- Born: November 8, 1950
- Died: October 6, 2008 (aged 57)
- Occupations: Art director, Graphic designer, Film poster artist

= Olga Kaljakin =

American artist

Olga Kaljakin (November 8, 1950 – October 6, 2008) was an American art director, graphic designer and film poster artist.

==Biography==
Kaljakin began her career in advertising by joining Petersen Publishing. She later became an art director and graphic designer for Seiniger Advertising, Aspect Ratio and Crew Creative. During her career, Kaljakin received numerous awards and honors for her work, much of which focused on motion picture advertising via film posters, billboards and newspaper ads.

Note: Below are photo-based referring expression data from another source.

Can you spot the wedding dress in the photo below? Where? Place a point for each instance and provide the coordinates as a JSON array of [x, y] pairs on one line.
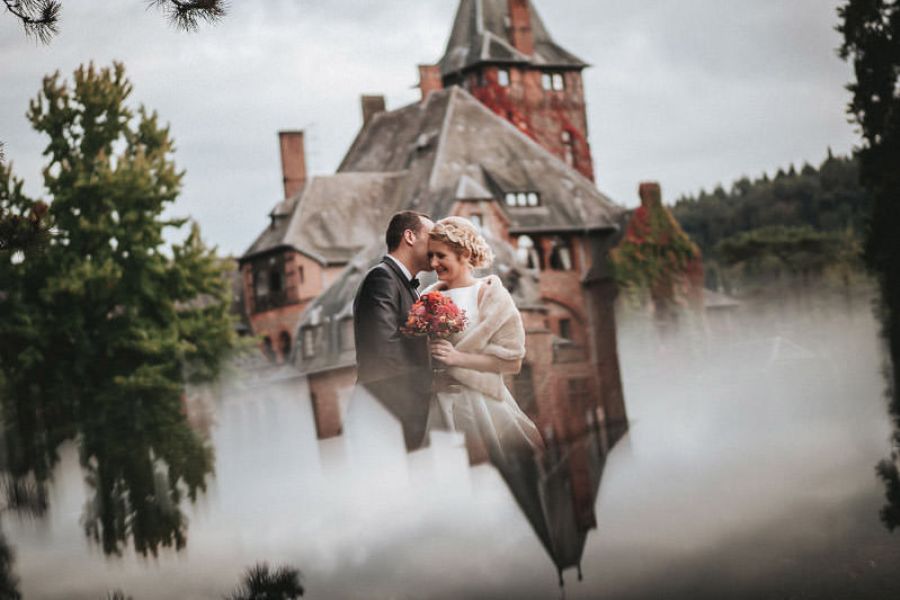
[[498, 424]]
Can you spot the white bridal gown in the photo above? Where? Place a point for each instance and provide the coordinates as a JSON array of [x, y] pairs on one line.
[[500, 425]]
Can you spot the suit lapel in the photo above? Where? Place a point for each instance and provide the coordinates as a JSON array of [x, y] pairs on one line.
[[402, 281]]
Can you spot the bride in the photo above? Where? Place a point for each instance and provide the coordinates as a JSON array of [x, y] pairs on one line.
[[474, 400]]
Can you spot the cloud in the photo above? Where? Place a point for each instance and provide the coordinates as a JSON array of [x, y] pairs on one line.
[[690, 93]]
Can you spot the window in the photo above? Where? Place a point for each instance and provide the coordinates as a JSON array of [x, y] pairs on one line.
[[309, 342], [276, 281], [268, 349], [526, 253], [560, 255], [553, 82], [261, 285], [546, 81], [346, 339], [565, 329], [522, 199], [284, 345], [568, 147], [523, 385], [559, 83]]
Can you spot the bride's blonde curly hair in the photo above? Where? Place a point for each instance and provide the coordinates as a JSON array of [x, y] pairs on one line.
[[462, 236]]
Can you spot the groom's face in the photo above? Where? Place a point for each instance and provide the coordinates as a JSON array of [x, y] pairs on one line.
[[420, 245]]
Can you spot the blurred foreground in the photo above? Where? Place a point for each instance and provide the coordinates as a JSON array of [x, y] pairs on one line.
[[748, 471]]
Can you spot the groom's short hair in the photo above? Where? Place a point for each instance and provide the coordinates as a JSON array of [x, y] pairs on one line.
[[400, 222]]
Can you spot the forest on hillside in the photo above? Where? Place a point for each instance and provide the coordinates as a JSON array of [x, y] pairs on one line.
[[801, 227]]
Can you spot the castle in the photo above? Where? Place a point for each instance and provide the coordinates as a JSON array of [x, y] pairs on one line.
[[499, 136]]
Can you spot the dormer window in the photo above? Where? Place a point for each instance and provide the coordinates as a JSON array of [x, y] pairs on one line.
[[522, 199], [309, 342], [553, 82]]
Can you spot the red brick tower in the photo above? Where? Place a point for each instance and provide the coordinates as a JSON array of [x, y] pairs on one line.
[[501, 52]]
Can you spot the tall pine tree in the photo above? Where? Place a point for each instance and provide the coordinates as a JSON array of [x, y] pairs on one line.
[[871, 30], [105, 324]]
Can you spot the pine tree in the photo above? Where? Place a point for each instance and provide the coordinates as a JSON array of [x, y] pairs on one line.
[[104, 326], [871, 30]]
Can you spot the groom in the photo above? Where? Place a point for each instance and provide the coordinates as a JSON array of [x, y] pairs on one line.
[[392, 367]]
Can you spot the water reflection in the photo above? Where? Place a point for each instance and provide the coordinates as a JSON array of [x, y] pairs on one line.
[[557, 491], [139, 456]]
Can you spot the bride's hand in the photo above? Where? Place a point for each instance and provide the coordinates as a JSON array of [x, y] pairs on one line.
[[444, 351]]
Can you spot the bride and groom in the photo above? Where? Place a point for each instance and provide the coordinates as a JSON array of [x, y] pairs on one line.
[[469, 395]]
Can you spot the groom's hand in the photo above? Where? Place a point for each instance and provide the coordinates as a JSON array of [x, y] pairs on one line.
[[444, 351]]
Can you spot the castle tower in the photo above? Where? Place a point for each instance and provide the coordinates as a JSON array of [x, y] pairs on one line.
[[500, 51]]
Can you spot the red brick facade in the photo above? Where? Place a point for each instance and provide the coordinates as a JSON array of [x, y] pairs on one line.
[[554, 118], [276, 314]]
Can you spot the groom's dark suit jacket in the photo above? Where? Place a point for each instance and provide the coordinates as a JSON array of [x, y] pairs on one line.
[[393, 367]]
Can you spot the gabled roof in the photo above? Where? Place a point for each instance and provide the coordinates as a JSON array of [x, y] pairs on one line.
[[338, 215], [452, 141], [480, 35], [422, 157], [272, 236]]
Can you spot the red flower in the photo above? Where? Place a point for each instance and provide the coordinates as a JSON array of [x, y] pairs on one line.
[[434, 315]]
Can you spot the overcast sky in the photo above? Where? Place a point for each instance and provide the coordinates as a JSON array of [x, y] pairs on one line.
[[689, 93]]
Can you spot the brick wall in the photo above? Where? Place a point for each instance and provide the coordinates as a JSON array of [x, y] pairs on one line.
[[554, 118]]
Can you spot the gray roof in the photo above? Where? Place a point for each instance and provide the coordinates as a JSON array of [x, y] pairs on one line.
[[339, 215], [427, 156], [480, 35], [452, 142]]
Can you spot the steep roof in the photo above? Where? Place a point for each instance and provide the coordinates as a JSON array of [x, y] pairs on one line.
[[452, 141], [480, 35], [272, 236], [337, 215], [422, 157]]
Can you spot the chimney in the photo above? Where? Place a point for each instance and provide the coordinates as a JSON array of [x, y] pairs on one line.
[[430, 80], [520, 34], [293, 161], [372, 105], [651, 194]]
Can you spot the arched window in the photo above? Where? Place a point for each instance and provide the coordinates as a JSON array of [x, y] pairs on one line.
[[268, 349], [284, 345], [560, 255], [526, 253], [568, 147], [276, 280], [523, 384]]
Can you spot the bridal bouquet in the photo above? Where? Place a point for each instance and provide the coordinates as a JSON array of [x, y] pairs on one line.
[[436, 316]]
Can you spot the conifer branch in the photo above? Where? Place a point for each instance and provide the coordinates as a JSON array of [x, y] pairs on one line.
[[40, 18]]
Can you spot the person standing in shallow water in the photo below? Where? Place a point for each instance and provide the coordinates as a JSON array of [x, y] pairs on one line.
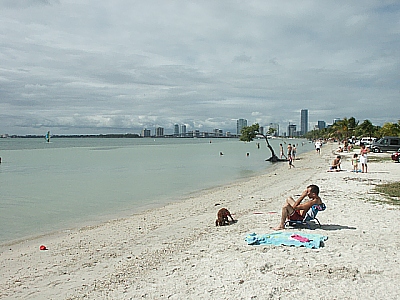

Her awards include Hollywood Reporter Key Art Awards and Art Directors Club of LA certificates.

Kaljakin designed film posters and advertising over the course of twenty-five years. She designed the posters for The Last Samurai, Field of Dreams, Moonstruck, The Untouchables, and numerous other films. The bulk of her film advertising work fell within the timeframe of 1985–1997.

Kaljakin died of emphysema on October 6, 2008, at the age of 57. Her memorial service and burial was held at Hollywood Forever Cemetery. Kaljakin was survived by her children, Tania Kaljakin Hernandez and Alexander Aquino Kaljakin, her sister, Tania Kaljakin Rizzo and her mother, Maria Kaljakin.
Her archives are held at the Motion Picture Academy.